Active curiosity is what matters most. Curiosity about how we spend our own time, about our own role in whatever activity we’re engaged in. And active because it’s not enough to be curious about and realize our own position as passengers. Once that realization hits, we have to actively take ourselves from the passenger’s seat to the driver’s seat. That requires intentional work to change our patterns of engagement and the way we manage our time.
But before the passenger/driver contrast, there’s a question worth sitting with: why do we so often find ourselves as passengers in our own activities? Perhaps because the car is too comfortable. Perhaps because it doesn’t actually have a driver’s seat. Perhaps because the controls are too hard to interact with.
Soraya’s framing extends naturally from there. If you found yourself in the passenger’s seat of a car heading in the wrong direction, you, not the car, would have to move yourself into the driver’s seat. And if the car didn’t have controls, like TV doesn’t or some games don’t, you’d have to get out of that car entirely and hop into a new one, as the driver, to course correct toward your destination.

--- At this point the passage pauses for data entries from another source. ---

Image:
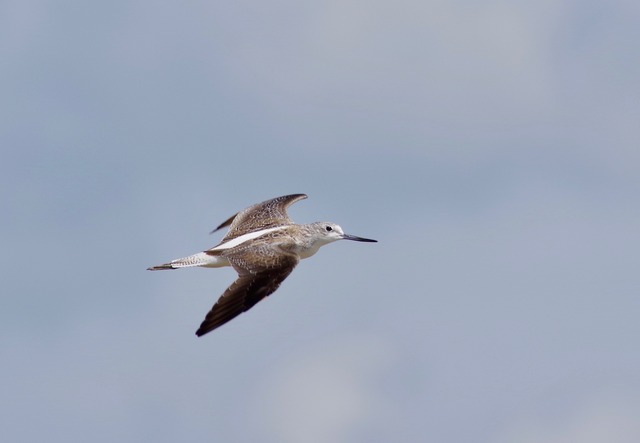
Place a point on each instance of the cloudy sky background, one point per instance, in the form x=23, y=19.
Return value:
x=492, y=148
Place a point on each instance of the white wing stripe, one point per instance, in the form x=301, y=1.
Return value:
x=243, y=238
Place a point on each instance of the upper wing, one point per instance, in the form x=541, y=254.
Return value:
x=268, y=214
x=250, y=287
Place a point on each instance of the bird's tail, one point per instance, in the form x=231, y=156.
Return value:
x=199, y=259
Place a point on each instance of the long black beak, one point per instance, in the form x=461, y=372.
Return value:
x=354, y=238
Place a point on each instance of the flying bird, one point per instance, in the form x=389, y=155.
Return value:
x=263, y=245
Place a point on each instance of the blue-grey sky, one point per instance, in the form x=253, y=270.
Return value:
x=492, y=148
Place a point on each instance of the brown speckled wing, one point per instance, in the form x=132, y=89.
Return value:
x=268, y=214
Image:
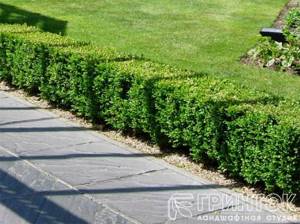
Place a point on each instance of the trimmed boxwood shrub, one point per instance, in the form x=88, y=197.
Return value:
x=250, y=135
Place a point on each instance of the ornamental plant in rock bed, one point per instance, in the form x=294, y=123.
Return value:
x=281, y=56
x=250, y=135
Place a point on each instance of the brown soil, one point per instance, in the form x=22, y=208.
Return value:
x=279, y=22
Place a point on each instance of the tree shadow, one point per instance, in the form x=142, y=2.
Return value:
x=13, y=15
x=32, y=206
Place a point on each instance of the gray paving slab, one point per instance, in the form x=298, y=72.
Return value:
x=52, y=171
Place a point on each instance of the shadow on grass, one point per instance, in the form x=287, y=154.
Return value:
x=13, y=15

There are many possible answers to why we end up as passengers. But as always, the first step is to ask the question and then be determined to do something about the answer.




Dominique, thank you for this. The pattern recognition is the part I keep returning to; that we keep blaming the medium when the question has always been about how we engage with it. You have named something that needed naming.
I want to sit with your closing question, because I think it is the deepest part of the piece: why do we so often find ourselves as passengers in our own activities?
From inside a classroom, I see one more reason worth adding. We end up as passengers because no one ever showed us what it looks like to drive. A child raised in a house where adults outsource their attention, their curiosity, their thinking; to the screen, the algorithm, now the chatbot learns by watching that the passenger seat is normal. The driver's seat is something they have to be invited into, by an adult who is willing to model it first.
That is the part of education AI cannot replace and also the part it most directly threatens, not because the technology is corrosive, but because if the adults in the room are passengers, the children will be too.
Grateful, as always, for the way you think.
Not a gamer?!!? Duke Nuk'em ring a bell?